Les cours du non-OGM en hausse
Chez Nutréa, la première conséquence a été la difficulté d’accès à certaines matières premières, principalement les tourteaux de tournesol HiPro (33 à 37 % de taux de protéines), très prisés dans les filières non-OGM et importés massivement d’Ukraine. Pour fabriquer ses gammes d’aliments pour, dans l’ordre, vaches laitières, porcs et volailles (chair et ponte), l’industriel utilise chaque année « 60 000 tonnes de tourteaux de tournesol HiPro provenant d’Ukraine, explique Hervé Vasseur, 15 000 tonnes de tournesol lowpro (23 à 27 % de protéines) d’origine France, 75 000 tonnes de tourteaux de colza principalement français, 120 000 tonnes de soja d’importation, 75 000 tonnes de drèches de maïs, drèches de blé et son de rémoulage, et des céréales pour le reste. » Les tourteaux ukrainiens se sont peu à peu imposés dans les filières animales garantissant une alimentation non-OGM. En particulier en raison de l’augmentation, ces dernières années, de la prime non-OGM du soja. Produit à la marge par les grands producteurs mondiaux, en particulier brésiliens, le soja non génétiquement modifié coûtait début mai, en prix à la tonne rendu au port de Montoir (Loire-Atlantique), 795 € contre 530 € pour le soja OGM. Soit une prime non-OGM de 265 €, alors que l’écart était bien moindre il y a un an et demi. Pour l’instant, Nutréa a du stock de tournesol HiPro. « Nous en avons encore dans nos silos jusqu’en juillet », précise Sébastien Moual, directeur de l’usine Nutréa de Languidic (Morbihan), le plus gros des cinq sites de production du groupe, avec près de 260 000 tonnes.

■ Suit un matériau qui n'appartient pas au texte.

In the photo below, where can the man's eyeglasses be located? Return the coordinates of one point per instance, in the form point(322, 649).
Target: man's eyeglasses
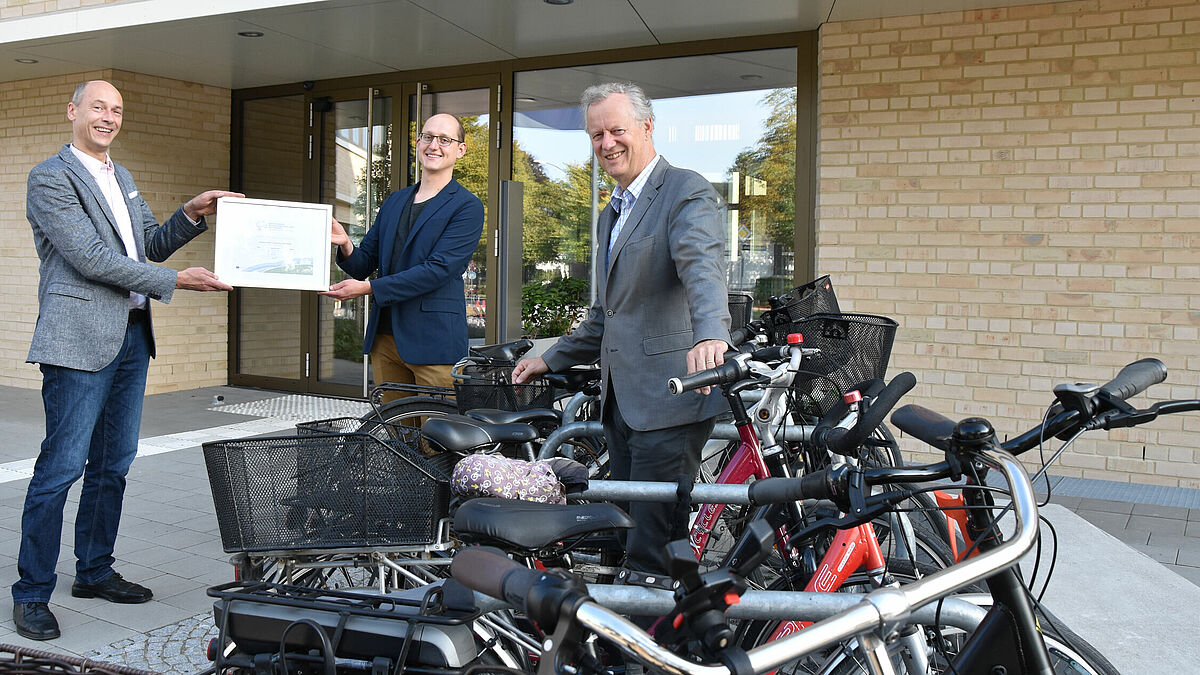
point(442, 139)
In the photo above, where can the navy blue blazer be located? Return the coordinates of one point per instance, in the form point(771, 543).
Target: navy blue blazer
point(425, 294)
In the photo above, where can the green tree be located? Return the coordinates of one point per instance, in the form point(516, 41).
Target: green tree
point(772, 161)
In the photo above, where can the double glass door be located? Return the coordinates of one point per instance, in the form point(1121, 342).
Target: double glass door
point(349, 149)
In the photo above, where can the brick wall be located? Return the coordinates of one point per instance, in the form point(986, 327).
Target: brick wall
point(13, 9)
point(175, 141)
point(1020, 189)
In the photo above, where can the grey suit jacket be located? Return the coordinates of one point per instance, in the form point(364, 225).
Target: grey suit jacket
point(663, 292)
point(83, 294)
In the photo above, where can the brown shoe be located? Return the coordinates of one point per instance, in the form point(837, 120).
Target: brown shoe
point(114, 590)
point(35, 621)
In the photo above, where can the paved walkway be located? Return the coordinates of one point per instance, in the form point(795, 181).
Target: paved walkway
point(169, 538)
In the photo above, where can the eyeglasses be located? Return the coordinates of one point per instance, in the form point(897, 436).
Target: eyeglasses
point(442, 139)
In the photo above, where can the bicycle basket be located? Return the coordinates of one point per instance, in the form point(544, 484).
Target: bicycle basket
point(741, 310)
point(479, 386)
point(815, 297)
point(402, 436)
point(323, 490)
point(855, 347)
point(22, 661)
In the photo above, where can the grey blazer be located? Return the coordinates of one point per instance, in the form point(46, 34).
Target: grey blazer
point(83, 294)
point(663, 292)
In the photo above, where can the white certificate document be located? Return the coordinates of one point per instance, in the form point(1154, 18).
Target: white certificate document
point(268, 244)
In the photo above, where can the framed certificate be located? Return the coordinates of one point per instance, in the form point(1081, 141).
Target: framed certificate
point(267, 244)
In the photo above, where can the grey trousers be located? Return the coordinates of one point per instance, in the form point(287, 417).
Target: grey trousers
point(661, 454)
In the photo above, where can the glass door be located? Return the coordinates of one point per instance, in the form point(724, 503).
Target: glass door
point(268, 348)
point(355, 174)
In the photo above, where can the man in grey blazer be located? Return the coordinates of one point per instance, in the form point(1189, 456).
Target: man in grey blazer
point(661, 311)
point(93, 341)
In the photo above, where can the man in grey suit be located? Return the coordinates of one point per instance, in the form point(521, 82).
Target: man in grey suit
point(93, 341)
point(661, 311)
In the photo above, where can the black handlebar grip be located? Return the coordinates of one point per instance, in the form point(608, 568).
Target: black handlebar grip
point(1135, 378)
point(845, 443)
point(815, 485)
point(742, 335)
point(492, 573)
point(769, 354)
point(732, 370)
point(924, 424)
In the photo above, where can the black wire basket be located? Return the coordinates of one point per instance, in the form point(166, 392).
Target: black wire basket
point(741, 310)
point(403, 436)
point(855, 348)
point(323, 491)
point(480, 386)
point(799, 303)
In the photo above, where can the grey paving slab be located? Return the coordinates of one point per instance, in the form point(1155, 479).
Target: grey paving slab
point(1097, 578)
point(1108, 506)
point(1103, 519)
point(1177, 513)
point(1156, 525)
point(1189, 573)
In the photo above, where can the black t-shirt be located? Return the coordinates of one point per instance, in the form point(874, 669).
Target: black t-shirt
point(408, 215)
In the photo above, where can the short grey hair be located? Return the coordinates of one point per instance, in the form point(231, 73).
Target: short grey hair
point(637, 99)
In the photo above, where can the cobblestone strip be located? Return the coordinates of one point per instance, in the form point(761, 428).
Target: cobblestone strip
point(179, 649)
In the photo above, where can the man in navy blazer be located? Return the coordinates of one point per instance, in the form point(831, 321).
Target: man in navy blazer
point(661, 311)
point(93, 341)
point(421, 243)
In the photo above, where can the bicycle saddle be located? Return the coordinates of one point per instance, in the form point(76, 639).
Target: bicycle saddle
point(532, 525)
point(463, 434)
point(534, 416)
point(507, 352)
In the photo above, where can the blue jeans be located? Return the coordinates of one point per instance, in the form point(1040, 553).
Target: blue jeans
point(91, 430)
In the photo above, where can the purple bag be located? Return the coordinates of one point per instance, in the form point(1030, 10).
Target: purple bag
point(496, 476)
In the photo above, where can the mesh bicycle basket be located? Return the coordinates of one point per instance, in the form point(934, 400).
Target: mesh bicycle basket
point(403, 436)
point(799, 303)
point(855, 347)
point(481, 386)
point(321, 491)
point(741, 310)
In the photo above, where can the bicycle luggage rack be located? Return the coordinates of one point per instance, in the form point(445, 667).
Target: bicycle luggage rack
point(429, 628)
point(323, 491)
point(27, 661)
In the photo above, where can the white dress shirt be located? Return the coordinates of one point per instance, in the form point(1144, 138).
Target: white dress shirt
point(106, 177)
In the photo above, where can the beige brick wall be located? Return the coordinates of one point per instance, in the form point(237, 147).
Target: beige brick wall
point(175, 141)
point(1020, 189)
point(13, 9)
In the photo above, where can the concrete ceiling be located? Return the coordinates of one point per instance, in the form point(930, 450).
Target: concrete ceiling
point(303, 41)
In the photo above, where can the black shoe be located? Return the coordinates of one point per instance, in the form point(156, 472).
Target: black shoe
point(114, 590)
point(35, 621)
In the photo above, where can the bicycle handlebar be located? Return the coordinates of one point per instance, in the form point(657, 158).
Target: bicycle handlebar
point(732, 370)
point(935, 429)
point(492, 573)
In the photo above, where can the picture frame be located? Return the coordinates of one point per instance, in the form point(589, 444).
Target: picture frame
point(273, 244)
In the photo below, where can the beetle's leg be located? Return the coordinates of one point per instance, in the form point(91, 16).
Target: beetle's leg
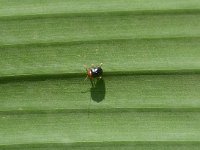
point(92, 82)
point(85, 67)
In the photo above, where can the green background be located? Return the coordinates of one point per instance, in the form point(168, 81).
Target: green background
point(150, 52)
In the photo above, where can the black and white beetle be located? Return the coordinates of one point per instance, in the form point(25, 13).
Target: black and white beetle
point(94, 72)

Des pistes pour remplacer les tourteaux ukrainiens
Après ? « Il faudra de nouveau faire appel au soja non-OGM brésilien », dit Hervé Vasseur. Tout industriel de la nutrition animale dispose d’un large panel de matières premières riches en protéines. Il cherche en permanence la meilleure association de protéines pour formuler l’aliment. En mixant différentes origines, il réussit par la même occasion à lisser le prix sur toute l’année. « Chez Nutréa, nous travaillons en gros une centaine de matières premières », poursuit son directeur général. Les achats sont confiés à un tiers, Cobrena (Finistère), qui achète en gros pour le compte de plusieurs industriels. Nutréa achète en direct les prémix et les additifs techniques.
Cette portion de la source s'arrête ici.